Vladimir Putin stunned the world today by freeing Russia’s most famous political prisoner, and onetime richest man, Mikhail Khodorkovsky.

Vladimir Putin stunned the world today by freeing Russia's most famous political prisoner, and onetime richest man, Mikhail Khodorkovsky.

After his sudden and unexpected release from a prison colony in his country's frigid north.  Khodorkovsky went first to Berlin, where he  granted his first interview to the crusading Russian journalist Evgenia Albats. He will be reunited with his wife and family – and with his ailing mother, who will fly to him from Moscow.

The move by Putin confirms his tsar-like status in Russia.  In his annual press conference at year's end, he never mentioned his plan to grant Khodorkovsky a pardon, dropping this news bombshell to reporters after the presser was over.  Khodorkovsky's lawyers and his family had no idea this was coming.  But a snap of Putin's fingers, and suddenly he is a free man. This, in addition to an amnesty that Putin's pliant duma passed that will free other high profile prisoners, like two women from the punk protest group Pussy Riot.

No doubt the Russian leader had in mind the Sochi Winter Olympics coming up in February, where, besides pressing him on Russia's anti-gay legislation, the world's press was likely to hound him on human rights, on Khodorkovsky and on the Pussy Riot women.

I met the onetime billionaire at the Davos World Economic Forum in his heyday in the late 1990s, when as owner of one of Russia's largest oil companies he was trying to build it into the modern equivalent of any of the international oil majors.  One of the biggest Russian oligarchs, he had made his fortune after the break-up of the Soviet Union when smart and well-connected individuals could grab shares of Russian natural resources for relative peanuts by questionable means.

Sitting in a Davos hotel, he was handsome, brusque, and dressed all in fashionable black. He talked the language of international business, not the arcane lingo of leftover Russian socialist economics. He wanted to build a rational and transparent company along the lines of global multinationals, not in the opaque fashion of natural resource companies controlled directly or indirectly by the Kremlin.

Khodorkovsky was different from other oligarchs in other critical ways.  Once he acquired his wealth, he started a charitable foundation and began funding groups in political opposition to Putin.  This crossed a Putin red line; ten years ago the oligarch was sent to Siberia on tax evasion and corruption charges that neutral Russia observers almost universally regarded as trumped up.  (The obvious proof is the fact that other oligarchs, who acquired their wealth in the same way, but kept their heads down and avoided politics, were left untouched or even welcomed into the Kremlin circle).

A second trial stretched Khodorkovsky's sentence to over a decade.
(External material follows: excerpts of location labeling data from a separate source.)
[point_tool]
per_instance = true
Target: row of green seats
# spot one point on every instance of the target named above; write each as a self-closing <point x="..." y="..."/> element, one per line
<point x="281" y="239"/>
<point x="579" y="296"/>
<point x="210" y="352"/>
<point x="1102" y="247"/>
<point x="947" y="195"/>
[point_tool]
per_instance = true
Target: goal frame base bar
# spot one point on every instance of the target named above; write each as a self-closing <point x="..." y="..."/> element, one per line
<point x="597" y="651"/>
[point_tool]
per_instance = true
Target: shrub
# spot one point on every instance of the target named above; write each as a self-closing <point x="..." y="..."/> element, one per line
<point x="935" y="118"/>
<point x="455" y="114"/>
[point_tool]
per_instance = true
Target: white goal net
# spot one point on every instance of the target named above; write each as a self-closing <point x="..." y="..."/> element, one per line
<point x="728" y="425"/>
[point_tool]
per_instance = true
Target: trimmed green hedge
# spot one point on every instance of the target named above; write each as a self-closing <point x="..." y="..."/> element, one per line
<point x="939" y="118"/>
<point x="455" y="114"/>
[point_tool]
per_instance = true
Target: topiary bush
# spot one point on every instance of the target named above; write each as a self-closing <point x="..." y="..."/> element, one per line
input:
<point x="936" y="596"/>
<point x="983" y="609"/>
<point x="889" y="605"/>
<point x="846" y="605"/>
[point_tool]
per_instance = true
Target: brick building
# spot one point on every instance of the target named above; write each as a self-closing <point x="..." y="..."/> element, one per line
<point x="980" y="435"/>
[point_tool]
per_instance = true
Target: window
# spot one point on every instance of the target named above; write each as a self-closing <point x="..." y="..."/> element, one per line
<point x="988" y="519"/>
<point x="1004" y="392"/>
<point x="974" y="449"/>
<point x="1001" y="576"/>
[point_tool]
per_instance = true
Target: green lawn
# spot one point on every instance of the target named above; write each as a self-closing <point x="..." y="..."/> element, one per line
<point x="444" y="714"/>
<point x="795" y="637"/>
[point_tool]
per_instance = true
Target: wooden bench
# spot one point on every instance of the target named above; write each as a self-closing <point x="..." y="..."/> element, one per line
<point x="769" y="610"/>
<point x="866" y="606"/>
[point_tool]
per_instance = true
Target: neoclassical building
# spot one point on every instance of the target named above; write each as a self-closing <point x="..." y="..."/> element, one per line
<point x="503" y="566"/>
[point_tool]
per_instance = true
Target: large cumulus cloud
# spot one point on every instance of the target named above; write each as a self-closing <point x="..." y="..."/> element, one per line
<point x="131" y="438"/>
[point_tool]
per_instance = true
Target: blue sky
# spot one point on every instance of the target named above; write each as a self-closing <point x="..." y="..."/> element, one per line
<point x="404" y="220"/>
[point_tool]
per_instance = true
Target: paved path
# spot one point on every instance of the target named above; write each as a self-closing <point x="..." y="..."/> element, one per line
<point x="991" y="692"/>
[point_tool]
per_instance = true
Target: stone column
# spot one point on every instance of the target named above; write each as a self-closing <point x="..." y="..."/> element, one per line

His private oil company Yukos, was essentially seized and put back under state control.  He had been told that a third trial would be upcoming. Most observers believed the former billionaire would never be released so long as Putin sat in the Kremlin.

Now Khodorkovsky is free, and still in possession of substantial wealth that had been moved abroad. Questions about his future are being hotly debated over Russian airwaves.  Will he be able to return to Russia?  Will he try to form, or fund, an opposition political party or has Putin made it clear that this would guarantee a return trip to Siberia?  Will he become an international figure who lobbies for Russian human rights from abroad? Or has his ordeal, which kept him from seeing his children grow up, soured him on politics forever?

"We don't know under what circumstances he has left, or whether he can return back to Russia, or whether he still has a Russian passport, so it's hard to say what he will do in the future," says Russian journalist Natalia Gevorkyan, the author of Prisoner of Putin, a book about Khodorkovsky's travails, as well as a biography of Putin.

Glowing from his triumphs over the West on Syria and Ukraine, Putin clearly thinks Khodorkovsky is no danger.  Whether or not Russia's tsar is correct in his Khodorkovsky gamble provides the most interesting political speculation in Russia for the past decade.